We began this dialectic on database scalability in Part 1 with
a basic introduction to what scalability is and the three ways it is achieved. Before splitting your database into 4,000 shards across 1,800 servers with 9,000 instances of memcached across another 805 servers as Facebook did, there are a number of ways to improve hardware in order to achieve that next level of scale.

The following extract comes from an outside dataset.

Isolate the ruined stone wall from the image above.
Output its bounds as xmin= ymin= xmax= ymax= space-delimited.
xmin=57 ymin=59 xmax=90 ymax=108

Achieve Scalability With Existing Hardware
Perhaps you already have good hardware, but the system software isn’t running as fast as it could. There are a number of ways to achieve scalability without having to add new hardware and which don’t involve touching the database at all. First, optimize the operating system. If the database is on a Windows or Mac machine consider moving to a unix-based system that is significantly more light weight. Also, be sure to check that the operating system recognizes and is able to use all available resources, especially memory (see Windows memory limits, and PAE for 32-bit linux or windows). The Linux Performance Team has come up with additional ways to improve OS performance, which in turn allows for greater scale.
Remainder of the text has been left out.